個人の命が軽視され、抑圧が当然視される現状は、普遍的な人権と深く対立しています。それを許容する社会は、いずれ自身の基盤にも深刻な影響を及ぼすでしょう。人命の尊厳が守られる未来へ向け、踏み込んだ行動が必要です。
ネットからのコメント
1、抗議デモからのクーデターが成功するかどうかは、ただ一点にかかっている。軍がどちらに付くかということだ。ソ連や東ドイツでは、軍はデモ参加者が撃てなかった。自分たちと同じ国民と見たからだ。デモが拡大して革命につながった。天安門やミャンマー動乱では、軍は容赦なくデモ参加者の国民を撃った。デモは初頭に勢いを挫かれ、体制は崩壊しなかった。フランス革命やロシア革命でも、デモ参加者を撃ってすみやかに勢いを減殺したかどうかが、結果を左右する分かれ目だ。イランではどうか。すでにミャンマー動乱なみの被害者、数千人の犠牲者が報告されている。
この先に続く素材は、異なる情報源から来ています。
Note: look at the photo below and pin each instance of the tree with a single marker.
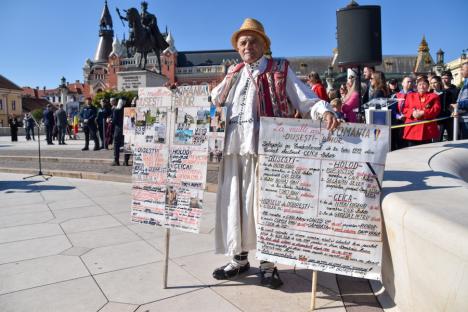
(37, 114)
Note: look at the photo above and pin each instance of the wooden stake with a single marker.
(166, 257)
(314, 290)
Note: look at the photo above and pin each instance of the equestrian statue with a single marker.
(144, 34)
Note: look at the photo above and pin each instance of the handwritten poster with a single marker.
(150, 156)
(130, 118)
(171, 152)
(319, 196)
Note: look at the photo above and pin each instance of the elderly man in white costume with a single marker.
(259, 86)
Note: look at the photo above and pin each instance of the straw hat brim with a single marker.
(236, 35)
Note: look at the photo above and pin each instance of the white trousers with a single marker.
(235, 205)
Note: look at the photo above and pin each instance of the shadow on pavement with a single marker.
(416, 181)
(30, 186)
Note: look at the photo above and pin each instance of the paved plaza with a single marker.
(68, 244)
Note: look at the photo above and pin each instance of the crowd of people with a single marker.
(415, 99)
(104, 126)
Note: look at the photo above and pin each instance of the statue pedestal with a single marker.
(132, 80)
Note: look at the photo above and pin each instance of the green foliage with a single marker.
(127, 95)
(37, 114)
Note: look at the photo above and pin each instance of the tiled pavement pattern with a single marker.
(68, 245)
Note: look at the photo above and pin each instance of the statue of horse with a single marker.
(143, 39)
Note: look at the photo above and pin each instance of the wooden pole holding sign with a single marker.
(314, 290)
(166, 257)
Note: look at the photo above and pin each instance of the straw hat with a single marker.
(251, 24)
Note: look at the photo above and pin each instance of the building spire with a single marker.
(423, 46)
(106, 34)
(106, 20)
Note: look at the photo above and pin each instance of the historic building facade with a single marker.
(10, 101)
(210, 67)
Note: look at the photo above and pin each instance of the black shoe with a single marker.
(221, 274)
(273, 281)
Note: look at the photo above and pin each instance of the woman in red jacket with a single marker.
(420, 106)
(317, 87)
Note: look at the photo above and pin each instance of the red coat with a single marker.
(430, 103)
(319, 89)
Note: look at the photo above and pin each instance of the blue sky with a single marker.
(45, 40)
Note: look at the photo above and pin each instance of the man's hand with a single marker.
(171, 86)
(331, 120)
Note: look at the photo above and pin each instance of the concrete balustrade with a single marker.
(425, 209)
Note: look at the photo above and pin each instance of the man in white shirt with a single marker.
(248, 92)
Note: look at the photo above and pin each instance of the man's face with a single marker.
(250, 46)
(407, 84)
(367, 73)
(446, 80)
(465, 70)
(435, 84)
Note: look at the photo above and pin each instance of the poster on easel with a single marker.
(319, 196)
(172, 134)
(150, 156)
(129, 125)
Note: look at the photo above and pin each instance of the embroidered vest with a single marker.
(271, 87)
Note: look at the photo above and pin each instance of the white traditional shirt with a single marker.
(242, 124)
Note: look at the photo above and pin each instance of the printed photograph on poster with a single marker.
(187, 167)
(192, 125)
(186, 209)
(129, 128)
(148, 203)
(215, 147)
(130, 120)
(217, 118)
(152, 126)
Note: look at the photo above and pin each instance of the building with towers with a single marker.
(209, 67)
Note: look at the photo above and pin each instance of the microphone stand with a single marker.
(39, 174)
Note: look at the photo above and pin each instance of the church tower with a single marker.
(424, 61)
(106, 35)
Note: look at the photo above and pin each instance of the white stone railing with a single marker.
(425, 209)
(200, 70)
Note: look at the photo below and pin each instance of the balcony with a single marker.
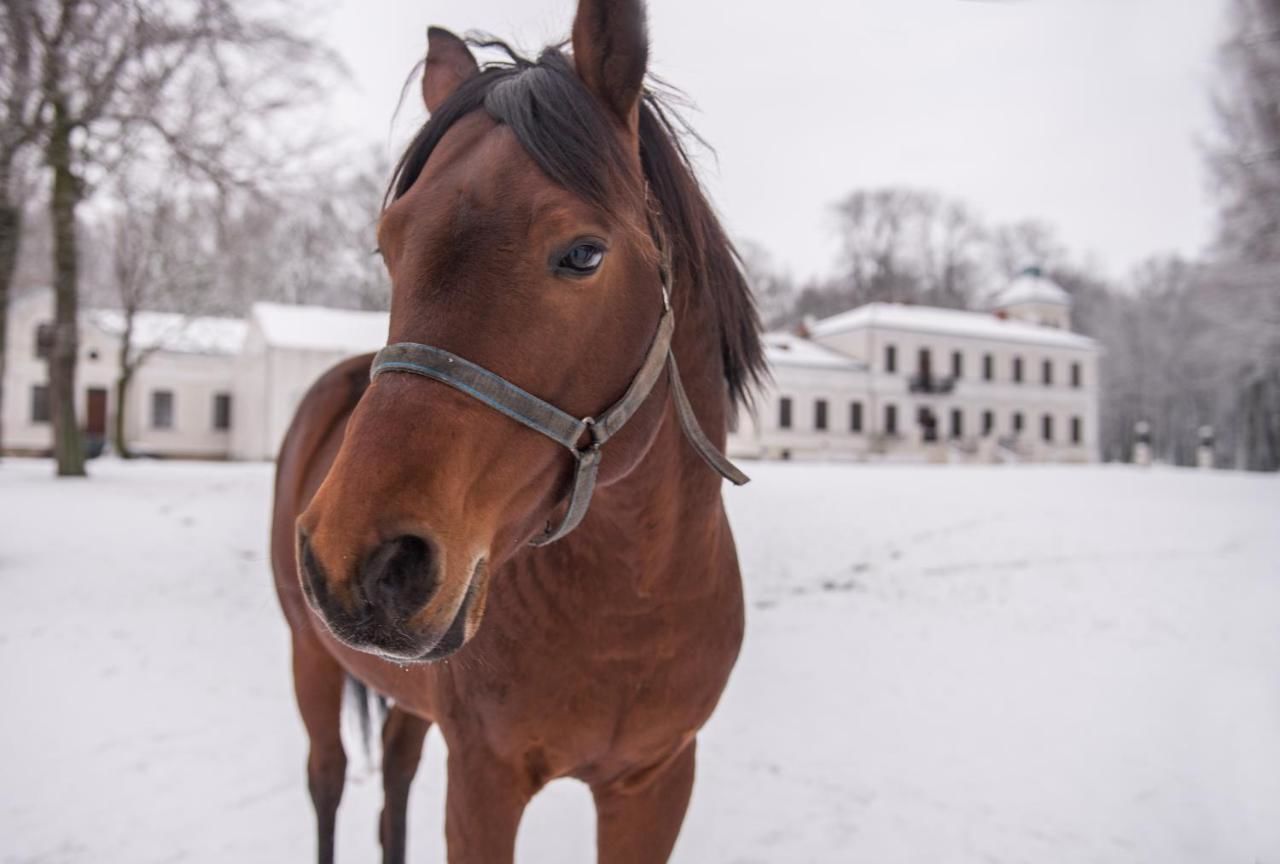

政府は国民を撃ったのだ。つまりこの後の結果もそういうことになる。情勢判断のベースは理念やヒューマニズムではなく、厳然たる事実だ。
2、体制崩壊までまだ時間がかかるということは犠牲者がますます膨れ上がることを意味する。とは言え、どこの政変でも同じだが、結局は軍がどちらにつくかが決め手になってしまう。トランプはこれ以上犠牲者が出るならばイランを助けに行くと言っているが、実際に戦争状態になるようなことは簡単には出来ないだろう。パーレビ元皇太子も求心力があるとはとても思えない。これ以上の犠牲者が出ないために国際社会ができることがほとんど無いのが実情。
3、イランって制裁受け続けてるから海外にいるイラン人もけっこう多いはず。案外、アメリカにいるイラン人の数が中東最大とかもありそう。自力はかなりある国だからアラブ諸国からしたら脅威なんだろう。イスラエルと結託してまでイランを叩こうとする。イランがそれなりに自由な民主国家になるのを恐れているのはアラブだと思う。
4、ネットが遮断されてるから、いまいち国内の状況が伝わってこないけど、見てる感じだと、今回のデモで体制が崩壊する可能性は低いかと。
ただし正統性は失ったように見えるから、終わりの始まり感はある。